The exact position of atoms in the crystal struc­ture of lanthanum mangan­ites and cobal­tates (both anorganic ionic compounds) signif­i­cantly affects their magnetic proper­ties. The crystal struc­ture of these materi­als can be altered by pressure, substi­tu­tion of elements, or crystal­lite size: Since nanopar­ti­cles have a large surface-to-volume ratio, their surface has a dominant effect on the crystal struc­ture, leading to changes compared to bulk materi­als. The varia­tion in size can thus be used to induce varia­tions in magnetic transi­tion temper­a­ture and magnetic ordering.

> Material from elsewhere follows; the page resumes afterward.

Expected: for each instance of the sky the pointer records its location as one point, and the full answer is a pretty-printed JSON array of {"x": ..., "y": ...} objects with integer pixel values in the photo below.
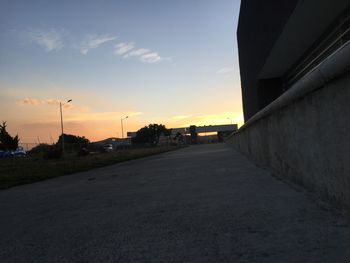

Having produced nanopar­ti­cles of La1-xSrxM­nO3 and LaCoO3 by microemul­sion synthe­sis, it has been shown for La1-xSrxM­nO3, that decreas­ing the nanopar­ti­cle size leads to an expan­sion of the unit cell, proba­bly due to surface adsor­bates. The elonga­tion of the bond length results in a decrease of the magnetic transi­tion temper­a­ture, whereby the mecha­nism is due to both reduc­tion of double-exchange coupling and intrin­sic size effect (see Figure). In LaCoO3, on the other hand, the elonga­tion of the Co‑O bond length induces a change in the Co3+ state from low-spin to high-spin, in contrast to bulk LaCoO3 (low spin at low temper­a­tures). In contrast to previ­ously used prepa­ra­tion techniques for transi­tion-metal-oxide nanopar­ti­cles, the microemul­sion method allows control of the nanopar­ti­cle size via a simple mixing ratio. Hence, crystal quality, oxygen stoichiome-try, and defect density are constant through­out the sample and changes in the magnetic proper­ties can be directly related to size.